I picked her up in the car, and as I drove I chattered away about nothing but I had a knot in my stomach. She knew something wasn’t right.

“What’s up Tara?”

I stared straight ahead.

“I’ve told [my ex-husband] I want to separate. He doesn’t.”

“Oh.”

I’m not sure that’s what she was expecting. It was a bit out the blue. As a couple we weren’t really having problems as such, and I’d never confided in my mum about anything.

I was pleased we were in the car. I always find it easier to have difficult, honest or in depth conversations when I don’t have to look at people and they don’t look at me. It’s why I love a good walk when having a deep or serious chat. I guess it’s to do with vulnerability perhaps, I just find it more comfortable when I’m not being stared or looked at. Maybe it’s something I should work on, or maybe it’s just something I’ve accepted about myself. Either way, I was glad I could focus on the road.

We spent the next couple of hours wandering around Clumber Park Lake and talking. We’d never talked that much about personal stuff, we didn’t really have that kind of relationship. Perhaps neither of us felt there was anything to talk about. Until now.

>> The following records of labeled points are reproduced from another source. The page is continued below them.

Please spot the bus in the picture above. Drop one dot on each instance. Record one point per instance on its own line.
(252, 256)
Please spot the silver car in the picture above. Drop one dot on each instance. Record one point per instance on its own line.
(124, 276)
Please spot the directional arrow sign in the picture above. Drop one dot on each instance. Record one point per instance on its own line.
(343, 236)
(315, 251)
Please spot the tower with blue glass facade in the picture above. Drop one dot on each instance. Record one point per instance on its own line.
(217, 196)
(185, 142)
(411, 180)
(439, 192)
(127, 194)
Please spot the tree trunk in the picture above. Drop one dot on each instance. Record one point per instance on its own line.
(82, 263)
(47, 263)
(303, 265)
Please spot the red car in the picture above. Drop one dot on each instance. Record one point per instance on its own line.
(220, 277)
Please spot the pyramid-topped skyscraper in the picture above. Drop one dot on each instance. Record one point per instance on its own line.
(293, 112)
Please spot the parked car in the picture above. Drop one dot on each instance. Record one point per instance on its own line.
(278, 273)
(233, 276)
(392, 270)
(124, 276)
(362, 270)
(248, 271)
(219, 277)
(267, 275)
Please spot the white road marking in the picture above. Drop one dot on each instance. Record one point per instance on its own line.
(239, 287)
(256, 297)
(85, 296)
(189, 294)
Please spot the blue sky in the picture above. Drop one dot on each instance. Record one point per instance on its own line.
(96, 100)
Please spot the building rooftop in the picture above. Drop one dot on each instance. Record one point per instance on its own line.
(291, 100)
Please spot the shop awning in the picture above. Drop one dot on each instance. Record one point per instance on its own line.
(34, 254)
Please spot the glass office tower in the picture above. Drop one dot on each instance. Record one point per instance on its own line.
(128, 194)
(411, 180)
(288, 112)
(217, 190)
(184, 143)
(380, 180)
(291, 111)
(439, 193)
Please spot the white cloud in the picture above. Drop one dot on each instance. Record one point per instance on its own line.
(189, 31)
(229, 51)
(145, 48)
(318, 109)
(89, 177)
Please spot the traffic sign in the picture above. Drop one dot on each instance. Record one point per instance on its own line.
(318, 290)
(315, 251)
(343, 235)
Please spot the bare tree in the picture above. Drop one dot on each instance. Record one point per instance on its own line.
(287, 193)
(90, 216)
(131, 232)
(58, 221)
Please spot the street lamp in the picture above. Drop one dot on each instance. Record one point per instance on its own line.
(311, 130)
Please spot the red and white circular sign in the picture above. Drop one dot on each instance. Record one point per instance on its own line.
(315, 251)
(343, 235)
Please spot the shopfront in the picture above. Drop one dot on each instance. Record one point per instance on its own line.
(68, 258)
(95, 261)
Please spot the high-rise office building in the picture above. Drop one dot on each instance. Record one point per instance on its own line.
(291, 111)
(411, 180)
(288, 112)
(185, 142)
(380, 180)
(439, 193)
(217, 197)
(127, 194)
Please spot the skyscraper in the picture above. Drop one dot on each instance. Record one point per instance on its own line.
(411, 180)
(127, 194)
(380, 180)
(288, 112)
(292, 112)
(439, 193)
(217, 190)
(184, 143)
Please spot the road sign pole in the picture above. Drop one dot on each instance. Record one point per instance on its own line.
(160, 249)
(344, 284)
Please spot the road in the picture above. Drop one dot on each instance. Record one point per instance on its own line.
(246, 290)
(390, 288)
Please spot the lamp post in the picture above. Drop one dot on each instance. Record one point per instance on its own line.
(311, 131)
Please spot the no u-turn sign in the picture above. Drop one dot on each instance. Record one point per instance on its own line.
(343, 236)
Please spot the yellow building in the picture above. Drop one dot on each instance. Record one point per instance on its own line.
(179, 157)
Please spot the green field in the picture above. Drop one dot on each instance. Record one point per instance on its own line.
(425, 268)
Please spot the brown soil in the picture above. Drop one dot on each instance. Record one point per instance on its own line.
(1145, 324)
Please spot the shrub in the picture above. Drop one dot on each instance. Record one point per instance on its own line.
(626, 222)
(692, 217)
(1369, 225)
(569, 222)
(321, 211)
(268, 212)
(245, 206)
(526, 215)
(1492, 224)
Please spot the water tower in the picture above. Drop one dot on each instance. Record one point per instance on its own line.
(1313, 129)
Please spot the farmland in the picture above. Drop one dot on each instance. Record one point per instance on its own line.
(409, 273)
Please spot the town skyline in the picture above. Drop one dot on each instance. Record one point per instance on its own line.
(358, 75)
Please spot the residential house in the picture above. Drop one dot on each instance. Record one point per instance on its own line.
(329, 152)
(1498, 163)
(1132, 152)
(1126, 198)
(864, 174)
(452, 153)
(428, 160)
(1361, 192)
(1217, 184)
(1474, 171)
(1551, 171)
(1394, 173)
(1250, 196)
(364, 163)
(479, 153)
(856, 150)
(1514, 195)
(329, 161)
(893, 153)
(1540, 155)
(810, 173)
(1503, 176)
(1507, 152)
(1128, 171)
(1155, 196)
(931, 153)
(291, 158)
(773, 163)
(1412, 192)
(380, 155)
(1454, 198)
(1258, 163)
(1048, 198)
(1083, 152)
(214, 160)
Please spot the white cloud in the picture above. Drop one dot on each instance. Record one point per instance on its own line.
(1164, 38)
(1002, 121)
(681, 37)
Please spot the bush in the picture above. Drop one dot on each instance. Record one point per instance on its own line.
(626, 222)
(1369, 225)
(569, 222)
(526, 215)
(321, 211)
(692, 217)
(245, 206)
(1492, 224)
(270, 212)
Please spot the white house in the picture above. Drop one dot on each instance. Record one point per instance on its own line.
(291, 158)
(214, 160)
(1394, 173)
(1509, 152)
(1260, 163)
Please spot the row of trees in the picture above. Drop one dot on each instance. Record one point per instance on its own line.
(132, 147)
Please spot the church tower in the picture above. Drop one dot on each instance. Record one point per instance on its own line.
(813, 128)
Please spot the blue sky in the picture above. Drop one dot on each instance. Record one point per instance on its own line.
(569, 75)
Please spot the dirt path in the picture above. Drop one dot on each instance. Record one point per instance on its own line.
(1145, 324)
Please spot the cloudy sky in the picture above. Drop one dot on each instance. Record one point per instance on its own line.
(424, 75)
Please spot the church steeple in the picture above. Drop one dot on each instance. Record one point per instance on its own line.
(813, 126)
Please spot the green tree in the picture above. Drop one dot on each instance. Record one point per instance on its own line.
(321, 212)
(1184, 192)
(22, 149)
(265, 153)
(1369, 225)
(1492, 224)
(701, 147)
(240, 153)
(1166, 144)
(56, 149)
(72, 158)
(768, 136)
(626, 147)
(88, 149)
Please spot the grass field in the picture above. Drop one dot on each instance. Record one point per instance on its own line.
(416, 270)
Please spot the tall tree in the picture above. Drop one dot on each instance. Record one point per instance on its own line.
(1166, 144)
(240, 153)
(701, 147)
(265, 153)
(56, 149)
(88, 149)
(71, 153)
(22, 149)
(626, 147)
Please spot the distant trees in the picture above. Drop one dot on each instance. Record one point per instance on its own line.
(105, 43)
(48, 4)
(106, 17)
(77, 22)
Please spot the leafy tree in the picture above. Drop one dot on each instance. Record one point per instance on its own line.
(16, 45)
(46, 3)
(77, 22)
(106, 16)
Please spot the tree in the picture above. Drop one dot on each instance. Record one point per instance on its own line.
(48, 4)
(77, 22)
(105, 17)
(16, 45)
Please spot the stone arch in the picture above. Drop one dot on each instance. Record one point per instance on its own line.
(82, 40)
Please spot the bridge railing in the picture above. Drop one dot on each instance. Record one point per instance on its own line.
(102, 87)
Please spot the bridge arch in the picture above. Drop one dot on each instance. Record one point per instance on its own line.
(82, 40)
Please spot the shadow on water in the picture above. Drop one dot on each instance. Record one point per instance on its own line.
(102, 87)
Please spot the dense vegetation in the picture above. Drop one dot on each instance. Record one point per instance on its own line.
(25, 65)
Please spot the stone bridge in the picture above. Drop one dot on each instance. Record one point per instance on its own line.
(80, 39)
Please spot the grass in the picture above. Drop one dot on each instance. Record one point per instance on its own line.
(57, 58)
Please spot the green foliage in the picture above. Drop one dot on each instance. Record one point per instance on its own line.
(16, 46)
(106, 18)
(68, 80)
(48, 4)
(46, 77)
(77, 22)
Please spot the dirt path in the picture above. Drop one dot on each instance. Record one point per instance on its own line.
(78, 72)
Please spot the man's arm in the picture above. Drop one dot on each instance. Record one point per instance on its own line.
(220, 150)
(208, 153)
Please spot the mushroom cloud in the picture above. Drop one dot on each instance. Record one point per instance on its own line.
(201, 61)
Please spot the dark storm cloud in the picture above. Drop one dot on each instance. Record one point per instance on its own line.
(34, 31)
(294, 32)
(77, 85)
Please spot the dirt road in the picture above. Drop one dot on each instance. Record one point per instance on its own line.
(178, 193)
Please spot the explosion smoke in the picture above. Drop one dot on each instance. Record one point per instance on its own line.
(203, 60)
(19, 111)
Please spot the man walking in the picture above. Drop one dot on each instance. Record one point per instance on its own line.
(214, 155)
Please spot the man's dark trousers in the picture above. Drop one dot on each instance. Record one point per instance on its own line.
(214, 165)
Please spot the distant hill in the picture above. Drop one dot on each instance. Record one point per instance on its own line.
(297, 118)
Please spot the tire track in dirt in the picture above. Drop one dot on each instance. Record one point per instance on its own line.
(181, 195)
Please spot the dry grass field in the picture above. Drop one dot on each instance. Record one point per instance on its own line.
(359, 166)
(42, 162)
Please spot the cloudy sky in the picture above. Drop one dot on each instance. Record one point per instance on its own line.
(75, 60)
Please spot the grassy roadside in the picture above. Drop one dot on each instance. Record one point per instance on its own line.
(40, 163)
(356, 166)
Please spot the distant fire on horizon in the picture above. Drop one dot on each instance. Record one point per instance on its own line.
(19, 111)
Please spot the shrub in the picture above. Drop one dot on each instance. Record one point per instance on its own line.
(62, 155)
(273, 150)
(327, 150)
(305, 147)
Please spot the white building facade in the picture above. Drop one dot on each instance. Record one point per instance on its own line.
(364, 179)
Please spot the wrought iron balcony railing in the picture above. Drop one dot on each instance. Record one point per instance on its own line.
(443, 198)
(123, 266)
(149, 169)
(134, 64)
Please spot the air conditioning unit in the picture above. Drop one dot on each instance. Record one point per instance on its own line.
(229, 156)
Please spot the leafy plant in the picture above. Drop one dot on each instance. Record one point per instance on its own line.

I couldn’t have asked for more; she just listened or asked questions with absolutely no judgement or opinion. Massive waves of relief washed over me. Part of ending a long term, heavily-intertwined relationship is the heartbreaking and difficult task of telling people. People who are also invested and embroiled in your relationship, and who probably have been for several years. Like it or not, there’s fall out that can ripple far and wide.

She continued to just be there, when needed, as I navigated a separation while still living with my ex-husband. She didn’t push anything or step too far back. Like the Goldilocks of parental support.

In fact, my Mum is always there, in the background, in case I need her. Most of the time I don’t, and I think she’s also happy with that, but it’s comforting to know.

One of the reasons I can live the kind of life I do is knowing that there is someone there for me to fall back to. Call it privilege, because it absolutely is, and I recognise that. It’s one of the reasons I find it easy to say fuck it, do it – because I know I always have somewhere to go. I know I have my family, who’ve raised and supported me to go off into the world and explore, but who’ll welcome me back with open arms and help me out at any time, in any circumstances.

I think one of the reasons my Mum never asked me if I was sure I wanted to get divorced is because she already knew that I knew I was sure, and that I had to go do my own thing, whatever that was.

I’m not sure she quite understands or gets why I want to do some of the things I do, but it doesn’t seem to matter. She just watches from afar, a silent supporter.